Assim, talvez possamos parar com as atitudes discriminatórias e aceitar nossa própria velhice mais saudável, que será resultado das nossas escolhas, da nossa trajetória, dos nossos acessos e até da nossa genética.

Isso quer dizer que não precisamos ser um Wang Deshun, modelo que aos 80 anos ainda expressava um ideal de juventude, e nem por isso seremos a pessoa idosa de bengala comumente retratada nos símbolos gráficos dos espaços públicos.

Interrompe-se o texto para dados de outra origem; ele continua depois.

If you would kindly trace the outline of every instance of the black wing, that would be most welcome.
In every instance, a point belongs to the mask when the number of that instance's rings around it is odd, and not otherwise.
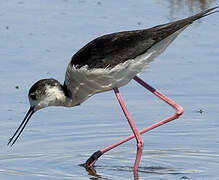
[[[89,69],[112,68],[119,63],[145,53],[159,41],[195,20],[217,12],[209,13],[216,8],[218,6],[179,21],[145,30],[124,31],[98,37],[81,48],[72,57],[71,65],[76,68],[87,65]]]

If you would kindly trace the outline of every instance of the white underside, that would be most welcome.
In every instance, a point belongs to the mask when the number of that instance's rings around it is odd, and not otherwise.
[[[96,93],[126,85],[139,72],[143,71],[149,62],[160,55],[186,27],[155,44],[146,53],[135,59],[118,64],[111,69],[88,69],[86,66],[76,69],[69,64],[66,71],[65,83],[72,91],[73,99],[66,106],[80,104]]]

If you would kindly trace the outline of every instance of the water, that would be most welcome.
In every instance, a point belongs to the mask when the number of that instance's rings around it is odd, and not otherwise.
[[[33,115],[12,148],[6,144],[29,108],[29,87],[41,78],[62,82],[70,57],[85,43],[105,33],[151,27],[219,4],[201,2],[1,2],[0,179],[134,179],[134,140],[104,154],[96,173],[79,166],[96,150],[131,133],[113,92],[95,95],[75,108],[43,109]],[[186,29],[141,74],[181,104],[185,113],[143,136],[136,179],[219,179],[218,16]],[[120,90],[139,129],[174,112],[134,81]]]

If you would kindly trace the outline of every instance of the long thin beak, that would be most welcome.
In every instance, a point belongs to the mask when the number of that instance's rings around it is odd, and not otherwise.
[[[31,118],[34,112],[34,107],[30,107],[26,116],[24,117],[24,120],[22,121],[14,135],[8,140],[8,146],[13,146],[13,144],[17,141],[18,137],[21,135],[22,131],[24,130],[25,126],[27,125],[29,119]]]

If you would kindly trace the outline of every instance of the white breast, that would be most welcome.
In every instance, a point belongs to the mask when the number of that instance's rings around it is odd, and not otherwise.
[[[161,54],[185,28],[178,30],[168,38],[155,44],[146,53],[110,69],[88,69],[87,66],[76,69],[69,64],[65,83],[69,90],[72,91],[74,105],[82,103],[96,93],[126,85],[139,72],[143,71],[149,62]]]

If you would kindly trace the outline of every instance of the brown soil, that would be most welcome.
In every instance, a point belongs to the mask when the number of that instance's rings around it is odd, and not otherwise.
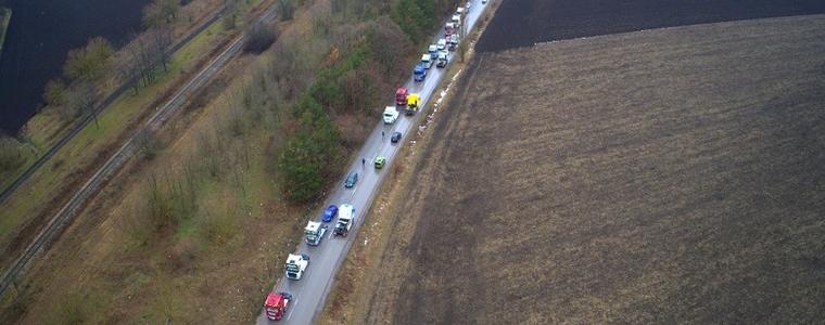
[[[363,321],[822,320],[823,28],[772,18],[478,56],[401,190]]]
[[[480,52],[662,27],[825,13],[821,0],[507,0]]]

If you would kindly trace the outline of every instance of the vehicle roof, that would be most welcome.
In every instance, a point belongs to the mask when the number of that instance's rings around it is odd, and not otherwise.
[[[290,256],[287,258],[287,263],[296,263],[301,259],[302,259],[301,255],[290,253]]]
[[[266,302],[264,302],[264,306],[280,307],[283,304],[283,295],[270,292],[269,296],[266,296]]]
[[[306,223],[306,227],[304,227],[304,231],[317,232],[319,227],[321,227],[320,222],[309,221]]]

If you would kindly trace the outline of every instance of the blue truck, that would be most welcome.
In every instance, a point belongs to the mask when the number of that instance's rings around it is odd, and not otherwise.
[[[424,69],[424,66],[420,63],[416,64],[416,68],[412,69],[412,80],[424,81],[424,78],[427,78],[427,70]]]

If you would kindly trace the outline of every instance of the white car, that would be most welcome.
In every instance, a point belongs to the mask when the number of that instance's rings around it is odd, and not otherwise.
[[[398,119],[398,109],[395,109],[395,106],[386,106],[384,108],[383,117],[385,125],[392,125]]]
[[[439,57],[437,51],[435,52],[435,57]],[[423,67],[424,69],[429,69],[430,67],[432,67],[432,61],[433,61],[432,54],[430,53],[421,54],[421,67]]]

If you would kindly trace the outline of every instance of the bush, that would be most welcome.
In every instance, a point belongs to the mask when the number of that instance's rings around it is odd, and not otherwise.
[[[246,43],[243,44],[244,52],[261,53],[269,49],[275,42],[275,30],[264,24],[254,24],[245,31]]]
[[[291,21],[295,14],[295,0],[278,0],[278,13],[281,22]]]
[[[0,135],[0,172],[14,170],[24,161],[21,143],[13,138]]]

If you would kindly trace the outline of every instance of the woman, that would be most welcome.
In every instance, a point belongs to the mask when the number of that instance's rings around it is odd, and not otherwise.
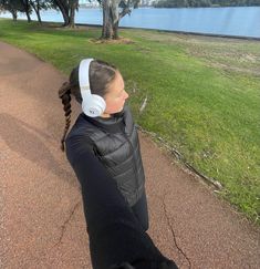
[[[82,104],[83,113],[66,136],[71,95]],[[148,210],[139,141],[129,107],[125,105],[128,94],[119,71],[104,61],[84,59],[72,70],[70,82],[63,84],[59,96],[66,117],[62,149],[65,144],[72,167],[84,152],[95,156],[116,182],[118,190],[146,231]],[[84,164],[87,167],[87,158]]]

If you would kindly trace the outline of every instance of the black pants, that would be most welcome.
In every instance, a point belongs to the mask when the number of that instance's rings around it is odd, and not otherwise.
[[[148,217],[148,209],[147,209],[147,199],[146,194],[141,196],[141,198],[137,200],[137,203],[131,207],[132,211],[134,213],[134,216],[138,219],[141,226],[144,228],[144,230],[148,230],[149,228],[149,217]]]

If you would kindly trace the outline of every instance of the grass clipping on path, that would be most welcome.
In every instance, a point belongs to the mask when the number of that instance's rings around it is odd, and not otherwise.
[[[2,41],[65,74],[82,58],[118,66],[137,123],[219,180],[220,195],[260,224],[260,42],[149,30],[121,30],[119,42],[100,35],[101,28],[0,20]]]

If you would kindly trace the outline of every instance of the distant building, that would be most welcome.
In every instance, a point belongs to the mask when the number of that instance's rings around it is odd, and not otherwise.
[[[80,3],[80,7],[83,7],[83,8],[97,8],[97,7],[100,7],[100,3],[96,0],[92,0],[91,2],[89,0],[80,0],[79,3]]]

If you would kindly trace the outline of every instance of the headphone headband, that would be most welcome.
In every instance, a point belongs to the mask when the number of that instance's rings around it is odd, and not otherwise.
[[[82,111],[91,117],[101,116],[105,111],[106,103],[97,94],[91,93],[90,85],[90,64],[93,59],[83,59],[80,63],[79,82],[82,96]]]
[[[90,91],[90,64],[93,59],[83,59],[80,63],[79,80],[81,91]]]

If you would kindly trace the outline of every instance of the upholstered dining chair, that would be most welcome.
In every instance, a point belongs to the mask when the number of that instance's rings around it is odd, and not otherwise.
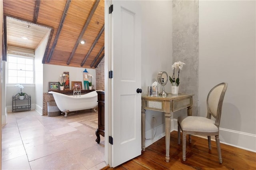
[[[219,138],[219,128],[223,99],[228,83],[222,83],[211,89],[207,96],[206,105],[207,115],[206,117],[199,116],[180,116],[178,118],[178,144],[180,144],[180,130],[182,132],[182,159],[186,161],[186,136],[189,136],[191,143],[191,134],[207,136],[208,146],[211,150],[211,136],[215,136],[216,145],[220,163],[222,163]],[[212,116],[215,120],[212,120]]]

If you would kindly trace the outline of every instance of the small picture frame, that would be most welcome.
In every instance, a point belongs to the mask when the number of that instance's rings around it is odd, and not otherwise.
[[[49,90],[59,90],[58,82],[49,82]]]
[[[76,86],[77,86],[78,89],[80,89],[82,90],[82,81],[71,81],[71,83],[72,84],[72,90],[73,90],[74,89],[74,87]]]

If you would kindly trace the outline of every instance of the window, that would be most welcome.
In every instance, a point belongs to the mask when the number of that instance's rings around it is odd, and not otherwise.
[[[7,69],[7,83],[34,83],[34,58],[9,55]]]

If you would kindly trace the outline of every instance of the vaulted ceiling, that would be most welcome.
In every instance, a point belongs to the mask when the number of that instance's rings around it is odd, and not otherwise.
[[[38,25],[51,28],[42,63],[94,68],[104,57],[104,0],[4,0],[3,6],[7,18],[24,21],[7,24],[7,46],[34,49],[44,34],[32,31]]]

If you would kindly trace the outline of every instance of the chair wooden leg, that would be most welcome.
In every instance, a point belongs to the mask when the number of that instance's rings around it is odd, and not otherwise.
[[[182,160],[186,161],[186,132],[182,132]]]
[[[178,122],[178,144],[180,144],[180,126]]]
[[[215,136],[215,139],[216,140],[216,145],[217,145],[217,150],[218,150],[218,154],[219,156],[219,160],[220,164],[222,163],[222,158],[221,157],[221,151],[220,150],[220,138],[219,135]]]
[[[211,136],[208,136],[208,147],[210,150],[212,149],[212,143],[211,143]]]

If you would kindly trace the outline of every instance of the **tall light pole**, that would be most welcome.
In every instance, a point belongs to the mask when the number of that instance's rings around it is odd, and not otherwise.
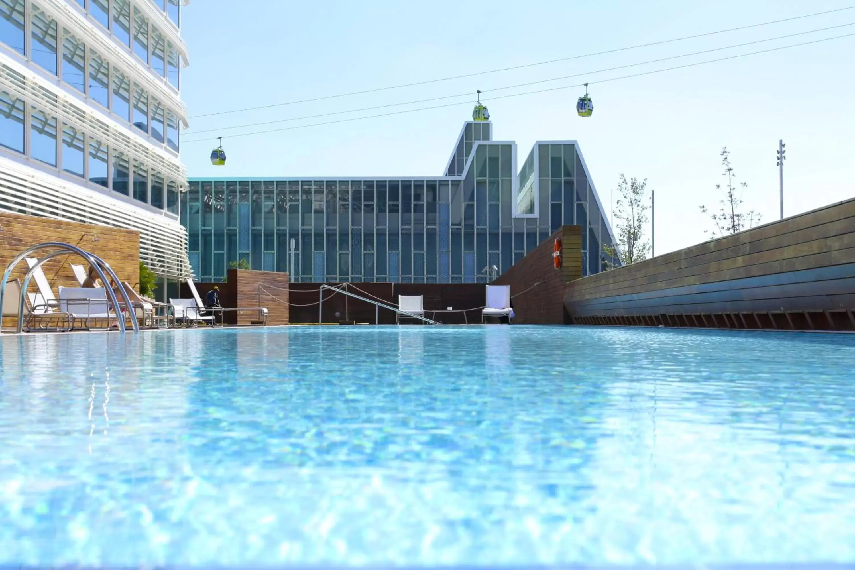
[[[656,257],[656,191],[650,191],[650,256]]]
[[[784,161],[787,160],[787,151],[783,139],[778,141],[778,179],[781,182],[781,219],[784,219]]]

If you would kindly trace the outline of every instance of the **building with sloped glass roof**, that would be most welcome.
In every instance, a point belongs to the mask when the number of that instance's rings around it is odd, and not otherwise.
[[[245,261],[299,282],[488,283],[563,225],[583,228],[584,274],[617,262],[578,143],[538,141],[518,167],[490,121],[463,125],[442,176],[192,178],[181,200],[200,281]]]

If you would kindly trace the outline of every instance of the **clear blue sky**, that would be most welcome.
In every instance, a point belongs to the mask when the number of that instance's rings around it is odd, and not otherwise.
[[[542,0],[492,3],[296,3],[227,0],[184,9],[191,66],[182,77],[191,115],[313,98],[602,51],[855,5],[852,0]],[[855,25],[625,70],[589,73],[855,22],[855,9],[666,45],[380,93],[191,119],[182,145],[190,176],[440,175],[467,97],[459,106],[251,137],[242,132],[322,122],[373,111],[224,127],[435,97],[486,91],[584,73],[532,91],[847,33]],[[721,197],[719,152],[731,151],[746,206],[778,217],[779,138],[787,143],[785,214],[855,196],[855,37],[631,79],[592,85],[593,117],[575,115],[579,88],[498,99],[489,106],[495,138],[526,154],[535,140],[576,139],[606,210],[618,174],[648,179],[656,190],[657,253],[705,239],[699,211]],[[473,97],[474,98],[474,97]],[[228,164],[209,155],[221,129]]]

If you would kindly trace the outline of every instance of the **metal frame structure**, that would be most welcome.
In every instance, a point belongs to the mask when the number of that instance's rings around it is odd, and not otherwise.
[[[15,256],[15,259],[9,261],[9,265],[6,266],[6,271],[3,273],[3,281],[0,282],[0,307],[3,306],[3,297],[6,295],[6,284],[9,282],[9,278],[11,276],[12,272],[15,270],[15,267],[24,260],[25,257],[35,253],[36,251],[40,251],[42,250],[53,249],[56,250],[48,254],[44,257],[38,260],[38,261],[32,266],[30,270],[27,273],[26,277],[21,285],[21,300],[18,304],[18,333],[21,334],[24,330],[24,303],[27,303],[27,290],[30,285],[30,279],[32,278],[32,274],[37,269],[41,267],[44,263],[50,261],[55,257],[60,256],[68,256],[69,254],[76,254],[82,257],[84,261],[87,261],[91,267],[95,267],[96,272],[98,274],[98,279],[101,282],[104,284],[104,289],[107,293],[107,300],[109,303],[112,303],[113,310],[115,311],[117,320],[119,323],[119,331],[121,332],[125,332],[125,319],[121,315],[121,309],[119,304],[119,300],[115,297],[115,292],[113,291],[112,287],[107,286],[107,284],[112,280],[114,284],[117,286],[121,287],[121,281],[119,280],[119,277],[115,274],[109,265],[105,262],[103,259],[96,256],[95,254],[89,253],[88,251],[84,251],[83,250],[72,245],[70,244],[63,244],[62,242],[45,242],[44,244],[38,244],[38,245],[33,245],[31,248],[21,252]],[[107,276],[109,276],[109,279]],[[124,287],[121,287],[121,297],[125,303],[125,307],[127,308],[127,313],[131,319],[131,325],[133,326],[134,332],[139,332],[139,323],[137,322],[137,313],[133,308],[133,303],[131,299],[127,296],[127,292],[125,291]],[[108,311],[109,307],[108,306]]]

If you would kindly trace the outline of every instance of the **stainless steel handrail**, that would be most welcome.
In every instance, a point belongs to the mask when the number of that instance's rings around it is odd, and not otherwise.
[[[387,304],[383,303],[378,303],[377,301],[373,301],[372,299],[369,299],[369,298],[366,298],[364,297],[360,297],[359,295],[357,295],[356,293],[351,293],[351,292],[347,291],[343,291],[343,290],[339,289],[339,287],[331,287],[330,285],[321,285],[321,303],[320,303],[320,307],[318,308],[318,324],[319,325],[323,322],[323,316],[322,315],[323,315],[323,290],[324,289],[329,289],[331,291],[334,291],[336,292],[341,293],[342,295],[346,295],[347,297],[352,297],[355,299],[359,299],[360,301],[364,301],[365,303],[370,303],[371,304],[375,305],[377,307],[382,307],[383,309],[388,309],[390,311],[395,311],[398,314],[406,314],[408,317],[413,317],[414,319],[419,319],[420,320],[425,321],[428,325],[439,325],[439,323],[438,323],[435,320],[431,320],[430,319],[428,319],[427,317],[423,317],[422,315],[416,314],[415,313],[410,313],[408,311],[402,311],[400,309],[396,309],[396,308],[394,308],[394,307],[392,307],[391,305],[387,305]]]

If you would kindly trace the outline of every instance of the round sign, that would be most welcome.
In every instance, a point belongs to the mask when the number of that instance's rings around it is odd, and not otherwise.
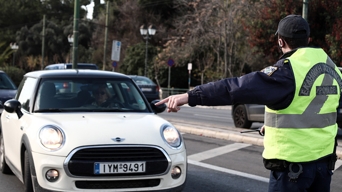
[[[172,67],[173,65],[174,64],[174,61],[173,61],[173,59],[170,59],[168,60],[168,65],[170,67]]]
[[[116,61],[113,61],[111,65],[113,66],[113,67],[115,67],[118,66],[118,63],[116,63]]]

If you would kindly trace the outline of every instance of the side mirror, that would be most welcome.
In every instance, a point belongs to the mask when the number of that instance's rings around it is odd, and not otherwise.
[[[165,111],[165,109],[166,109],[166,105],[165,103],[159,105],[155,105],[160,101],[160,100],[158,99],[153,100],[151,101],[151,103],[150,104],[150,105],[151,106],[152,110],[153,110],[153,111],[156,113],[161,113]]]
[[[21,104],[20,102],[15,99],[10,99],[5,102],[3,108],[6,111],[11,113],[15,112],[20,119],[23,114],[21,112]]]
[[[3,111],[3,103],[2,101],[0,101],[0,114],[2,113]]]

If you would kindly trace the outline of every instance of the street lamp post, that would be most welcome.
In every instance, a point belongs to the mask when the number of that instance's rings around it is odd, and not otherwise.
[[[145,70],[144,76],[147,76],[147,48],[148,45],[148,40],[152,38],[152,36],[156,34],[156,26],[154,25],[151,25],[147,28],[147,26],[144,24],[140,27],[140,34],[143,36],[144,39],[146,40],[146,49],[145,53]]]
[[[12,43],[10,44],[10,46],[11,46],[11,49],[16,50],[19,48],[19,46],[16,43]],[[14,66],[14,61],[15,59],[15,51],[13,52],[13,61],[12,64],[12,66],[13,67]]]
[[[74,35],[70,34],[68,36],[68,41],[70,44],[70,63],[73,63],[73,44],[74,43]]]

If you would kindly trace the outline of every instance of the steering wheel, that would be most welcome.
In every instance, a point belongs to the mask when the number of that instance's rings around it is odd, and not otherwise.
[[[121,101],[118,100],[113,100],[111,99],[103,102],[100,105],[100,106],[104,107],[125,108],[125,105]]]

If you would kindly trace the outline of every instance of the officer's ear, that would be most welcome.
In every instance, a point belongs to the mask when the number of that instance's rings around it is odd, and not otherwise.
[[[282,47],[285,45],[285,44],[284,43],[284,40],[282,39],[278,39],[278,43],[279,43],[279,46],[281,47]]]

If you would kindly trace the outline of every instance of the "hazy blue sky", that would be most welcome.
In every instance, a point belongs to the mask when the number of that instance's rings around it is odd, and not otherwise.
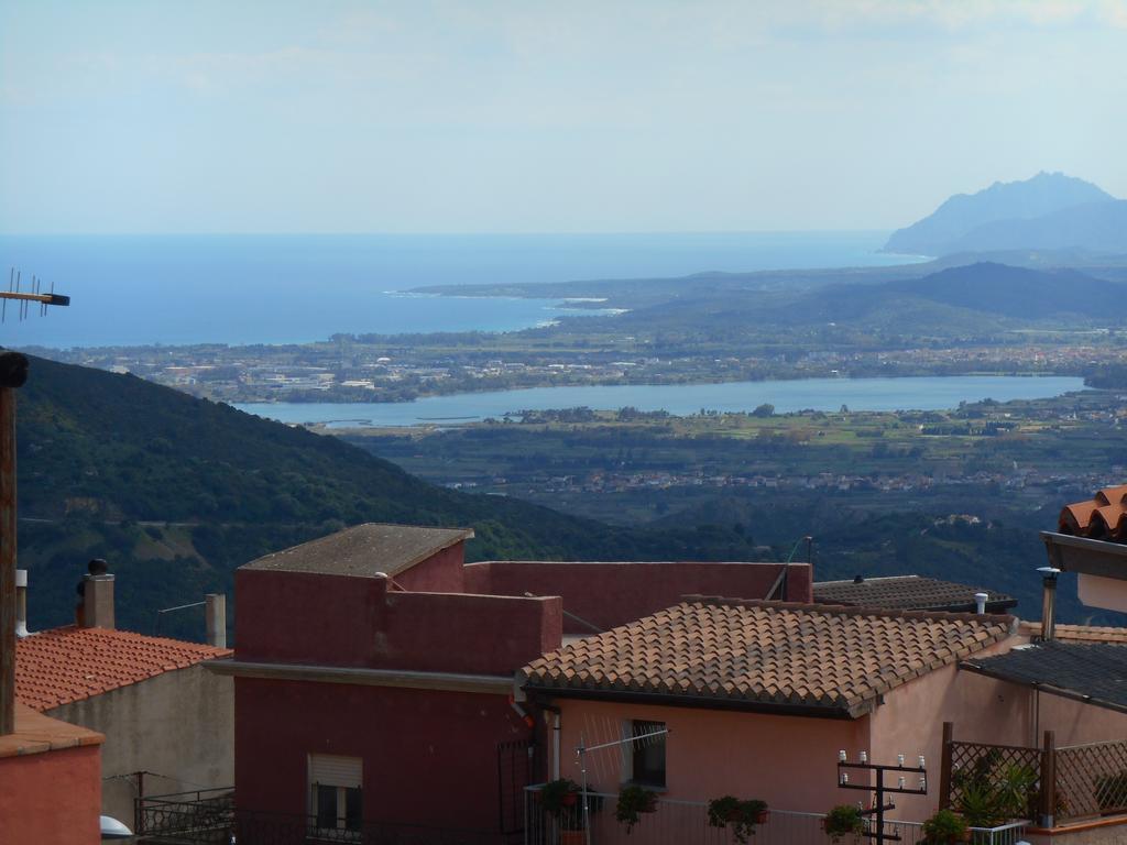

Wang Deshun Modelo chinês aos 80 anos

Velhice mais saudável: os fatores de influência

Um ponto importante é que todas as fases da vida são construídas gradativamente, e não de uma hora para outra.

Aspectos como, por exemplo, o gênero, o estado civil, o poder aquisitivo, as condições de saúde e até nosso estilo de vida vão impactar a dinâmica das nossas relações e a maneira como percebemos e vivenciamos nossa realidade.

E para uma velhice mais saudável, quanto mais autônoma a pessoa idosa for, maior a probabilidade dela se sentir mais realizada e feliz.

O grande desafio é que nessa fase da vida nos tornamos mais suscetíveis a possíveis problemas de cunho biológico, psicológico e social.

Esses problemas podem levar a necessidade de ajuda para realização de tarefas cotidianas simples, como vemos na escala de Guttman.

Hierarquia das atividades de vida diária Escala de Guttman - Velhice mais saudável

Então, algo importante nesse sentido é criar espaços, tecnologias e contextos em que a pessoa idosa possa continuar se realizando como individuo nas mesmas esferas que jovens e adultos.

Até porque que continuamos tendo as mesmas necessidades e anseios básicos, mesmo envelhecendo.

Aqui vale um esforço do setor público, das empresas e dos movimentos sociais para construir esses espaços, recursos e políticas de inclusão que contribuam para minimizar os desafios do avanço da idade.

Isso tanto para ampliar a capacidade e autonomia da pessoa idosa de se realizar e continuar ativa quanto contribuindo e participando dos contextos sociais.

Essas iniciativas compõem também o envelhecimento ativo, um conceito amplo sobre a qualidade completa para a vivência de uma velhice mais saudável.

O envelhecimento ativo

O principal objetivo do envelhecimento ativo é proporcionar a satisfação com a vida para as pessoas idosas.

Isso pressupõe melhorar a estrutura e a oferta de serviços fundamentais como, por exemplo:

  • Serviços para a saúde.
  • Estruturas para participação na sociedade.
  • Gerenciamento e fomento do capital intelectual.
  • Segurança social e individual.
  • Segurança financeira.

Essas ações têm como objetivos centrais proporcionar autonomia e independência e ampliar a qualidade e a expectativa da vida saudável.

Com isso, podemos continuar praticando nossos papeis sociais e exercitando nossas capacidades funcionais, mesmo em idade mais avançada.

Contudo, uma vez que as políticas públicas ainda não estão preparadas para essa realidade, precisamos cada vez mais fortalecer nossas redes sociais para fomentar essas ações e contextos.

A formação de redes sociais fortes

Humanos precisam de outros humanos para viver e serem felizes, isso independente da idade.

Essa característica social inclusive foi grande responsável por nossa sobrevivência e evolução, além de ter impacto direto na saúde e bem-estar das pessoas.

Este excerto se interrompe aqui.